All the same, the terrible recognition of our approaching end - rather than liberating us, which truly could be the case - can serve to consolidate for us the atrocious enjoyment of our happiness in the mediocrity of servitude. The pleasure which this same recognition could offer to every being, this recognition of the ultimate absence of meaning and the essential contingency of all existence, precisely from the sacred moment when this recognition is acquired - This pleasure which should have rendered to each existence its meaning in the freedom of the decision, which is a great force in the struggle for something marvelous, something possible - for something which, in a constructive manner, gives meaning where there is none... We have not learnt to know it as a pleasure, as a joyously freed joy, but rather as an anguish - this anguish which allows us to enjoy servitude without joy. This honourable jungle doesn't seem to possess, beyond suicide, any path which leads beyond, if that isn't one.
        ... the path leading to madness, which one can choose to take. But it's a matter of the "world of madness," as it's a matter of death: the hope which they offer us can satisfy us, but it's not certain. And we only have new fragments of the beautiful anarchy which, in the world of madness, must allow the senses to know freedom.

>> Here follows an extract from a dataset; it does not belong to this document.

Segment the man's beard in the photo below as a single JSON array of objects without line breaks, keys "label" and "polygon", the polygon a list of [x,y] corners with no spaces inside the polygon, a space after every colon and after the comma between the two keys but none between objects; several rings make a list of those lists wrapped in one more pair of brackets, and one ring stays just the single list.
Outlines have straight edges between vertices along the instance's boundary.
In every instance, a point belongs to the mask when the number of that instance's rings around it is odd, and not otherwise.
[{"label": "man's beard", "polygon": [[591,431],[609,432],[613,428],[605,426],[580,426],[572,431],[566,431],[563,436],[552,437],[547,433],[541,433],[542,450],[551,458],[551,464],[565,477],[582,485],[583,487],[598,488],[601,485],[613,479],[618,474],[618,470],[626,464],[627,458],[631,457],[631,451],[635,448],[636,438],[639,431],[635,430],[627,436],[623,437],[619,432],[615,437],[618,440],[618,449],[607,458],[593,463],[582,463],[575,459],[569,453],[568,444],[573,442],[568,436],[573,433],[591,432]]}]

was contained in another letter from RWF, which I received a short time after, and which ten years later was an article, under the title: For us, birds of paradise, it's going to get harder.


One day, when I will demand of myself a decision, one must hope that I will have courage enough to take the right paths, and not succumb to the tremendous variety of red herrings which are offered us.


Dear Freddy, could this footage serve as a denial?